Deze leden zijn blij te lezen dat voedselzekerheid en de secundaire gevolgen van de
oorlog op de agenda staan. In de reportages lezen de leden terug dat er nog veel van
de oogst in Oekraïne opgeslagen is, maar het land niet kan verlaten doordat schepen
bijvoorbeeld Odessa niet kunnen verlaten. De leden van de CDA-fractie vragen zich
af of er met behulp van de Europese Unie alternatieve transportkanalen worden opgezet
en of hier al vooruitgang in zit. Zo nee, waarom niet? Zijn er andere redenen dan
het voortdurende dreigende oorlogsgeweld?

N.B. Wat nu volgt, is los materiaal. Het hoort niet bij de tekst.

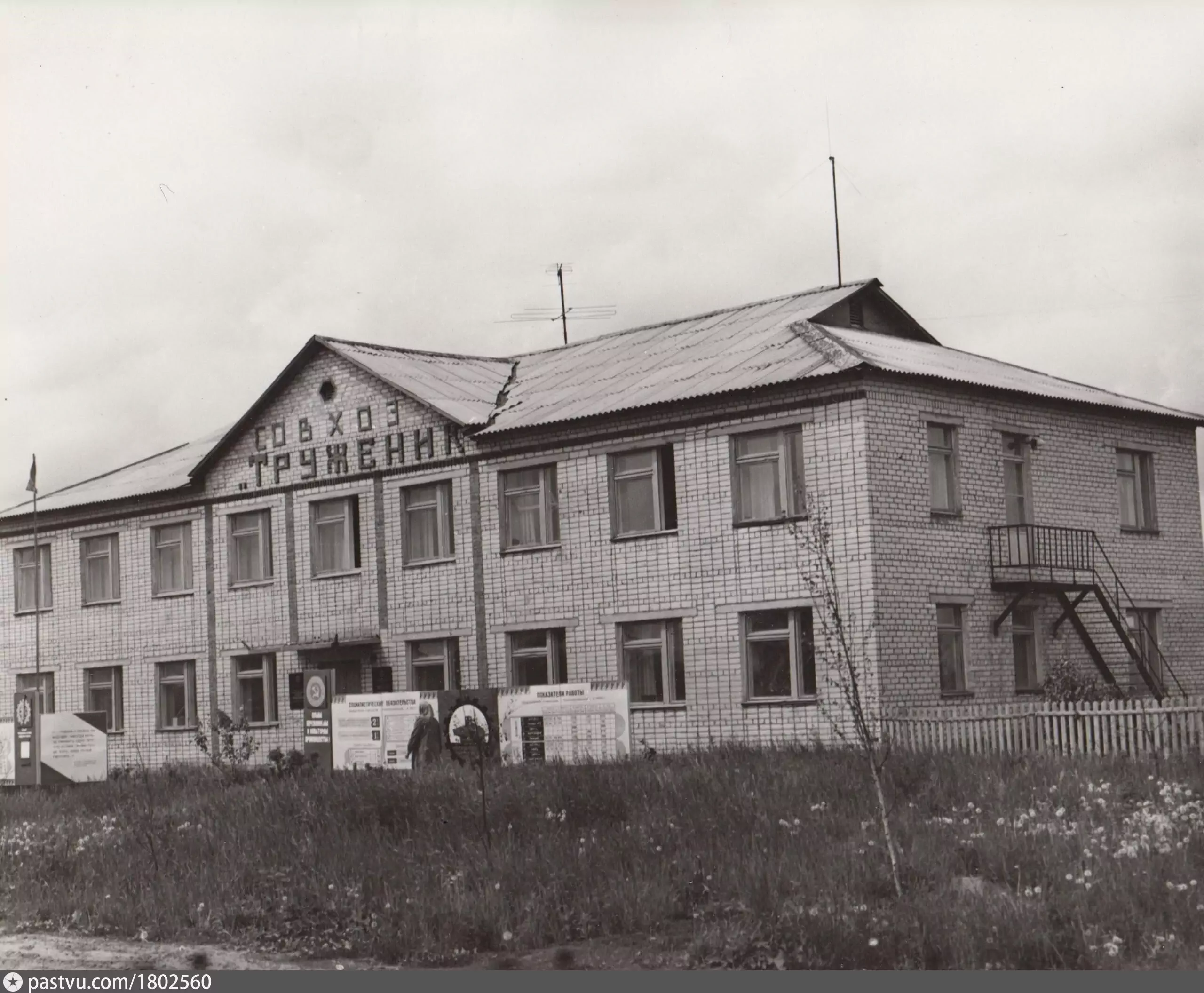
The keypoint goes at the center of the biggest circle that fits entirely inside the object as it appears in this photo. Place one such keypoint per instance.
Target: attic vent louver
(855, 317)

Een belangrijk aspect in het bieden van hulp, is te luisteren naar de wensen van het
ontvangende land. De Oekraïense premier, Denys Shmyhal, heeft in een interview in
The Economist
* zijn ideeën ontvouwd over wat er nodig is om Oekraïne weer op te bouwen. Onderdeel
daarvan is een herstelfonds waarvan hij voorstelt om het deels te vullen door bevroren
tegoeden van de Russen. Deze leden vragen zich af hoe de Minister dit idee beoordeelt
om de bevroren tegoeden van Russen in Nederland hiervoor in te zetten. Is de Minister
van plan om te kijken of ook andere Europese landen hieraan willen meewerken? Daarnaast
vragen deze leden zich af hoe de Minister kijkt tegen het idee van premier Shmyhal
om bij de wederopbouw oude overheidsinstituties te herijken en te komen tot een nieuw
wetgevingsstelsel dat gebaseerd is op Europese principes.
Inbreng leden van de PvdA-Fractie
De leden van de PvdA-fractie hebben met belangstelling kennisgenomen van de geannoteerde
agenda van de Raad Buitenlandse Zaken Ontwikkelingssamenwerking van mei 20 2022. Zij
hebben daarbij enkele vragen en opmerkingen.
Wereldwijde gevolgen van de oorlog in Oekraïne
De leden van de PvdA-fractie onderschrijven naast de ongekende humanitaire crisis
in Oekraïne zelf, ook de genoemde zorgen over de forse secundaire impact van de oorlog
in Oekraïne. Armoede en honger zijn toegenomen, tekenen van een mondiale voedselcrisis
zijn reeds te ontdekken. Hierdoor vinden de leden van de PvdA-fractie het van het
grootste belang dat er een integrale en multilaterale aanpak komt om hongersnoden
en tekorten in de voedselvoorziening op te vangen, waarin ontwikkelingspartners allen
hun financiële steentje bijdragen. Gealarmeerd door het bericht dat Zweden heeft besloten
een vijfde van het humanitaire budget toe te wijzen aan de eerstejaars opvang van
vluchtelingen uit Oekraïne, waardoor andere ontwikkelings- en hulpinitiatieven niet
meer op financiering kunnen rekenen, hebben de leden de volgende vragen. Is de Minister
van plan de eerstejaarsopvang van Oekraïners in Nederland te bekostigen uit het ODA-budget?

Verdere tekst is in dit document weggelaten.